Hopes for reforms such as privatisation, easier foreign investment rules in the insurance and pension sectors and a ramp up of infrastructure spending from the government have also boosted investor confidence.
“The rather large victory by the Congress (party) has provided the country with one of those moments that happens only every 15 or 20 years in India,” Barbe said.
“A strongly backed coalition, having reduced its reliance on smaller/regional/leftist parties, could try to implement more audacious reforms.”
The BSE index is up 57% this year, making it one of the best performing markets in the world, after it slumped by more than half in 2008 when risk-wary foreign funds pulled out about $13 billion.
There are concerns valuations are expensive, but faster economic growth on increased reforms is expected to fuel corporate earnings and justify share prices, analysts said.
“The economic situation is much better than in the rest of the world on average, and one could reasonably expect the Indian economy to be on the verge of stabilisation,” Barbe said.
ICICI Bank gained 2.3% to Rs751.15, a day after it said it would cut lending rates by 50 basis point from Friday.
No. 2 IT-services firm Infosys Technologies climbed 3.9% to Rs1,690.55, taking gains for the week to 5.5%.

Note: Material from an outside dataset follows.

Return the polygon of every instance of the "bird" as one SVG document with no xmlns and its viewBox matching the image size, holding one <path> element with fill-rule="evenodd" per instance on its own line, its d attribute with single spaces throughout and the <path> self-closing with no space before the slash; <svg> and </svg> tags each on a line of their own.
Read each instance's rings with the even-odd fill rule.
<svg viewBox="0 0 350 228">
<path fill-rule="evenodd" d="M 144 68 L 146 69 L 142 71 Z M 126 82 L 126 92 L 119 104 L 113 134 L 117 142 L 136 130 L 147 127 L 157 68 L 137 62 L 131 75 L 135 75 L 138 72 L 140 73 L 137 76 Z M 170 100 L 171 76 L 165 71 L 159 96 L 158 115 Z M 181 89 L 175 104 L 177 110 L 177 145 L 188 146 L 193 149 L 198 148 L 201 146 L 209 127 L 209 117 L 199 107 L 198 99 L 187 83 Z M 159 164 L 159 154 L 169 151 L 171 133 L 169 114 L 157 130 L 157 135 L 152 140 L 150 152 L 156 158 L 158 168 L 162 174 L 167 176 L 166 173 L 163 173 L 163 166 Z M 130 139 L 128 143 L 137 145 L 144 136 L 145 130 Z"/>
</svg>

Larsen rose 4.35% to Rs1,519.30 and ended the week up 8.1%,
ITC dropped 5.5% to Rs191.40. Cigarette sales in Maharashtra form less than 10% of ITC’s cigarette sales, but the tax increase could trigger other cash-strapped state governments to drive tobacco taxes higher, Deutsche Bank analyst Harrish Zaveri said.
Energy giant Reliance Industries, which has the most weight in the main index, fell 1.9% to Rs2,211.85, after more than doubling in value since early March.
The 50-share NSE index rose 0.3% to 4,586.90.
Asian markets were higher on Friday after a Wall Street rally overnight. Japan’s Nikkei rose 1%, while MSCI’s measure of other Asian markets advanced 1.2%.
At 4:00pm, the FTSEurofirst 300 index of top European shares was up 0.4%.
Fewer US workers filed new claims for jobless benefits for a third straight week last week and productivity rose faster than expected in the first quarter, data showed on Thursday, supporting budding hopes that the recession is losing force.